2. Dice half a large red onion, 2 carrots, a yellow pepper, and three garlic cloves that are a little past their best.
3. Remove the sausage to a bowl; put the onions and carrots in the pot and start sauteing. After five minutes, add the peppers and garlic. (Put in some olive oil if it needs.)
4. When the veg is about there, deglaze the pot with a splash of wine (I used a Chilean carmeniere). Take a splash for yourself while you're at it.
5. Add a half cup of lentils, 1 tsp cumin, and 1 tsp paprika. Mix it all up, then put in 2.5 cups of whatever broth you have (I used half chicken broth, half reconstituted mushroom bouillon).
6. Let cook 'til the lentils are done, then use your shiny new immersion blender. Realize the pot is a bit too wide and the stuff too shallow in it for best use, and wipe the scalding broth bits off your flesh. Work with it, and blend about half of the goop into glorp.
7. Add back the andouille (remember the andouille? This recipe is about andouille) and let it heat through.
8. OM NOM NOM
serinde: (Fuck off.)
I tend to view flexible spending accounts as rather like gym memberships: they are viable based on the indolence of the 85% of consumers who pay a lot in advance and then never take real advantage. If you're one of the remaining 15%, and put in the effort, they're sure worth it, but for everyone else the vendor is snickering up its sleeve at you.

Since my glasses start at $500, however, I thought it might be Relevant to my Interests, so I joined when my benefits kicked in on July 1. I didn't think about it until December hit, at which point I was all "oh er better get on that". Fine, no worries. Step 1: find out how much I have accumulated, so I know how many pairs I can buy. Looking through the Folder o' Paperwork, I see that we are through Cigna (even though our health insurance is Oxford; don't ask me, I just work here), so onward to the Cigna web site for online account whee.

The web site wots not of me.
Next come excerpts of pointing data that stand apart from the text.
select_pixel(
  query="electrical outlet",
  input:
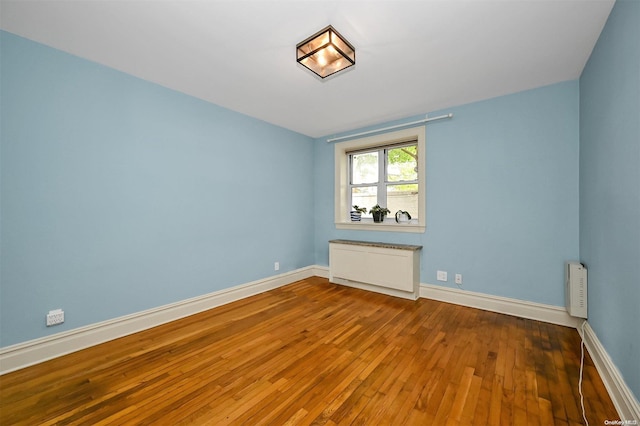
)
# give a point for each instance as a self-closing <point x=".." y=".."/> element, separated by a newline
<point x="55" y="317"/>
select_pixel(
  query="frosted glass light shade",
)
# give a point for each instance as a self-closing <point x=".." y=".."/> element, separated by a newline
<point x="326" y="52"/>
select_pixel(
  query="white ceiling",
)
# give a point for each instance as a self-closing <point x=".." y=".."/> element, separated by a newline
<point x="412" y="57"/>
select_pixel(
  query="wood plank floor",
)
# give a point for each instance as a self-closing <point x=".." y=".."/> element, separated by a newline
<point x="317" y="353"/>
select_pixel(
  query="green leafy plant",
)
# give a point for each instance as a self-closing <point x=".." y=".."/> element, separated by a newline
<point x="380" y="210"/>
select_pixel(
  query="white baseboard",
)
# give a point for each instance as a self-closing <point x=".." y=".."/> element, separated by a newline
<point x="621" y="395"/>
<point x="42" y="349"/>
<point x="39" y="350"/>
<point x="504" y="305"/>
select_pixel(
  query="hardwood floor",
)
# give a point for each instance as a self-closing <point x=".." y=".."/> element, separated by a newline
<point x="317" y="353"/>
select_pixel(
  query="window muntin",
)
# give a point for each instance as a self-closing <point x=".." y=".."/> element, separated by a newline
<point x="343" y="193"/>
<point x="386" y="175"/>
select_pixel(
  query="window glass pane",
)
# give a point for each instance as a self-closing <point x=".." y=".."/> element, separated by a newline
<point x="364" y="168"/>
<point x="403" y="197"/>
<point x="364" y="196"/>
<point x="402" y="164"/>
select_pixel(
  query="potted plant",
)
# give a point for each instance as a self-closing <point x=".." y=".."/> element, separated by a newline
<point x="356" y="213"/>
<point x="379" y="213"/>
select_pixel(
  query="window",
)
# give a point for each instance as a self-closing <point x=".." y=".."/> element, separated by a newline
<point x="385" y="169"/>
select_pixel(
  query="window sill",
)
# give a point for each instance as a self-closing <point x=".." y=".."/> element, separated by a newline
<point x="386" y="226"/>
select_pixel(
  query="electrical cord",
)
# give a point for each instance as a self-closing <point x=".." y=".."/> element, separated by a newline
<point x="584" y="416"/>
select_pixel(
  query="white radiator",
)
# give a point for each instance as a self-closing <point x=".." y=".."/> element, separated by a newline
<point x="392" y="269"/>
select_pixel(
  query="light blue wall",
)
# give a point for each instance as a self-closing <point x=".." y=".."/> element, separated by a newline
<point x="119" y="195"/>
<point x="502" y="195"/>
<point x="610" y="187"/>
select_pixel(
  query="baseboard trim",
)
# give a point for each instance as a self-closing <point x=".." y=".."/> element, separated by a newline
<point x="35" y="351"/>
<point x="623" y="399"/>
<point x="504" y="305"/>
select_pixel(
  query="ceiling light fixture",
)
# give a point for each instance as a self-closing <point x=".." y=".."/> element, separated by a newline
<point x="326" y="53"/>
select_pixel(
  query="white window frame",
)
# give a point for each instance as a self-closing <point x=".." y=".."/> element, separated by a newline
<point x="341" y="192"/>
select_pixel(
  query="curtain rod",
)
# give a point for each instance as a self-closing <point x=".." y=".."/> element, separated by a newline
<point x="424" y="120"/>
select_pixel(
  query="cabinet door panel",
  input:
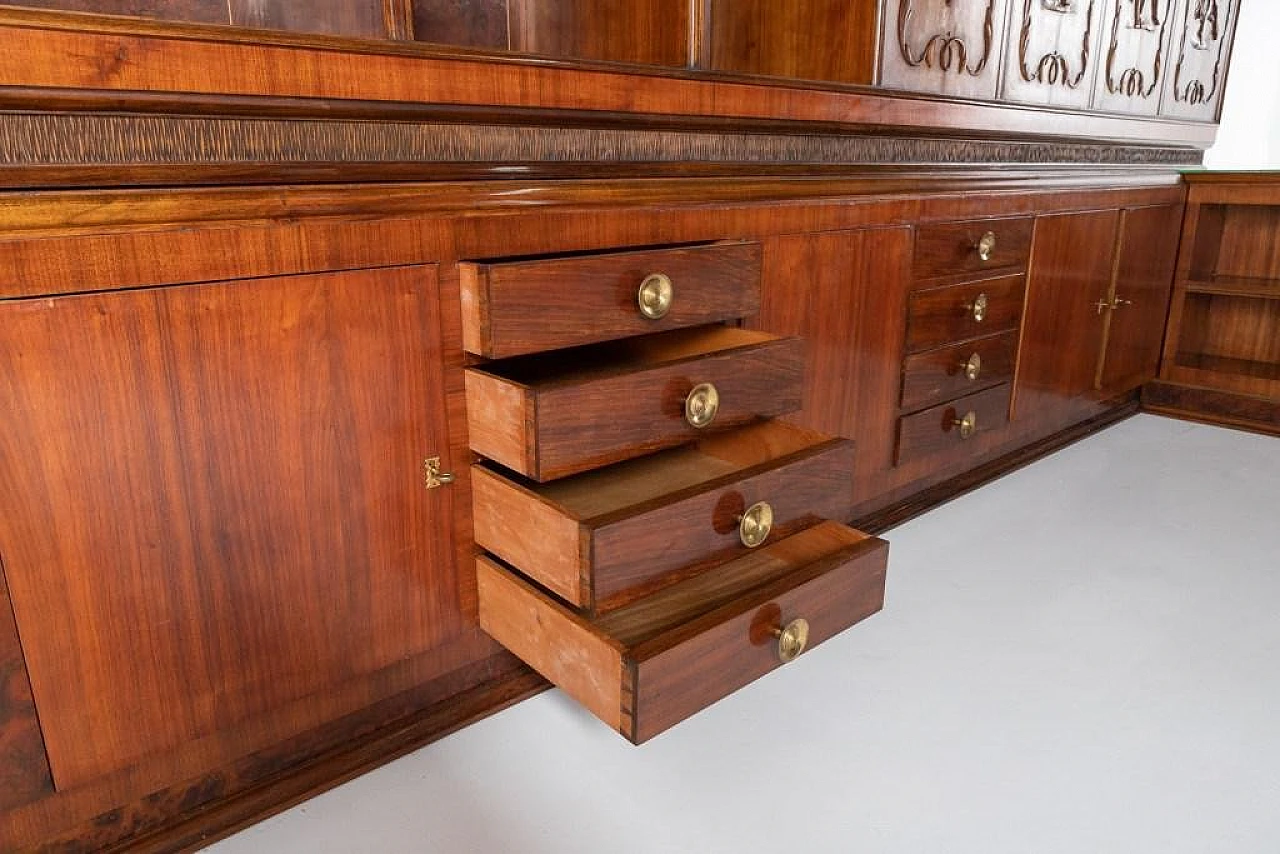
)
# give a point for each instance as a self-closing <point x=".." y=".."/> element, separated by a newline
<point x="210" y="501"/>
<point x="1052" y="51"/>
<point x="944" y="46"/>
<point x="1144" y="278"/>
<point x="1136" y="49"/>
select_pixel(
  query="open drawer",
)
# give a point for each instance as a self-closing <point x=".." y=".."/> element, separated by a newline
<point x="652" y="663"/>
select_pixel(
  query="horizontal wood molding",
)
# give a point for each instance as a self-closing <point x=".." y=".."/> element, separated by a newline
<point x="103" y="58"/>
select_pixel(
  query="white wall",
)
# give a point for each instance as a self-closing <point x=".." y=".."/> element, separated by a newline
<point x="1249" y="136"/>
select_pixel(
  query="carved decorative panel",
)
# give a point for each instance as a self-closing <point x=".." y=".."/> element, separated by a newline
<point x="1136" y="55"/>
<point x="1052" y="51"/>
<point x="944" y="46"/>
<point x="1197" y="68"/>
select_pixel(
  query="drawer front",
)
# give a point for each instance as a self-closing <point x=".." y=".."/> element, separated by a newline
<point x="956" y="249"/>
<point x="960" y="313"/>
<point x="941" y="430"/>
<point x="947" y="373"/>
<point x="519" y="307"/>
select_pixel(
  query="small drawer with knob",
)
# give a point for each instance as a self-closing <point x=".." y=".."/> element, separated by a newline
<point x="647" y="666"/>
<point x="552" y="415"/>
<point x="526" y="306"/>
<point x="603" y="538"/>
<point x="958" y="313"/>
<point x="952" y="428"/>
<point x="946" y="373"/>
<point x="973" y="246"/>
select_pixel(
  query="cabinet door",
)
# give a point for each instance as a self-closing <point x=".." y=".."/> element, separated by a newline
<point x="1202" y="49"/>
<point x="1070" y="274"/>
<point x="1134" y="324"/>
<point x="211" y="501"/>
<point x="1136" y="46"/>
<point x="1052" y="51"/>
<point x="944" y="46"/>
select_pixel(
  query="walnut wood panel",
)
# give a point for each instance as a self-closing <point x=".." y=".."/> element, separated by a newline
<point x="1063" y="329"/>
<point x="941" y="374"/>
<point x="944" y="46"/>
<point x="936" y="430"/>
<point x="951" y="249"/>
<point x="23" y="767"/>
<point x="1137" y="40"/>
<point x="1134" y="329"/>
<point x="558" y="414"/>
<point x="821" y="40"/>
<point x="472" y="23"/>
<point x="511" y="309"/>
<point x="1201" y="51"/>
<point x="653" y="32"/>
<point x="1052" y="54"/>
<point x="625" y="530"/>
<point x="647" y="666"/>
<point x="46" y="51"/>
<point x="259" y="547"/>
<point x="950" y="314"/>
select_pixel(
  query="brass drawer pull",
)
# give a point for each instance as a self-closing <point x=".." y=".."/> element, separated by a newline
<point x="968" y="424"/>
<point x="702" y="405"/>
<point x="755" y="524"/>
<point x="978" y="307"/>
<point x="656" y="296"/>
<point x="792" y="638"/>
<point x="987" y="246"/>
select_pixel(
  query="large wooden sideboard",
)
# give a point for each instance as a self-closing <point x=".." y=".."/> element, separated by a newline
<point x="328" y="356"/>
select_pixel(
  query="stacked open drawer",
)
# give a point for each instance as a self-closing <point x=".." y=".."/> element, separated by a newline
<point x="654" y="538"/>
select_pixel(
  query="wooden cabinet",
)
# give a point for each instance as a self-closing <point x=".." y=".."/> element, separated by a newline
<point x="211" y="503"/>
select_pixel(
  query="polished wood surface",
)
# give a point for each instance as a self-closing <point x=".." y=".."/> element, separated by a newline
<point x="257" y="548"/>
<point x="552" y="415"/>
<point x="951" y="249"/>
<point x="647" y="666"/>
<point x="940" y="316"/>
<point x="515" y="307"/>
<point x="941" y="374"/>
<point x="937" y="430"/>
<point x="1134" y="329"/>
A chill runs down my spine.

I phone them yesterday. After navigating the voicemail and waiting in a queue for 20 minutes, I get a recorded message saying "Our facility is temporarily closed right now, please call back later." WELL THAT'S REASSURING

Today, I phone. I am phoning the number listed on the form one uses to get reimbursed for FSA expenses, so I presume it is the right number. I navigate through voicemail, wait in a queue for 15 minutes, get a human. She's never heard of me, and transfers to another who "specializes in FSAs". She's never heard of me, and transfers me to another who "knows more about FSAs". She's never heard of me or of Barnard College.

I phone the Benefits Coordinator in HR. I confirm that we are with Cigna for this service, and I'm enrolled in it.

Your humble correspondent: "But they say they have no record--"
She cuts me off: "You phoned the wrong number."
YHC: "It's the number on--"
She cuts me off: "You phoned the wrong number. You called the medical insurance line, not the FSA line."
YHC: "But the person I talked to--"
She cuts me off: "The number you need to dial is 1-800-XXX-YYYY"
YHC, thoroughly irritated: "THAT IS THE NUMBER I CALLED."
Her: "...Oh. Well. You're definitely enrolled and so you shouldn't have a problem."
YHC: "..."
Her: "..."
YHC: "...So, how do I get Cigna to acknowledge that?"
Her: "I'll call our representative."
YHC: "OK, you'll touch base with me then just so I know what's going on?"
Her: "YES."
YHC: "Great, thanks, bye." *click* @($*!##@!

All I wanted was a pair of glasses. Just one Goddamn pair of glasses.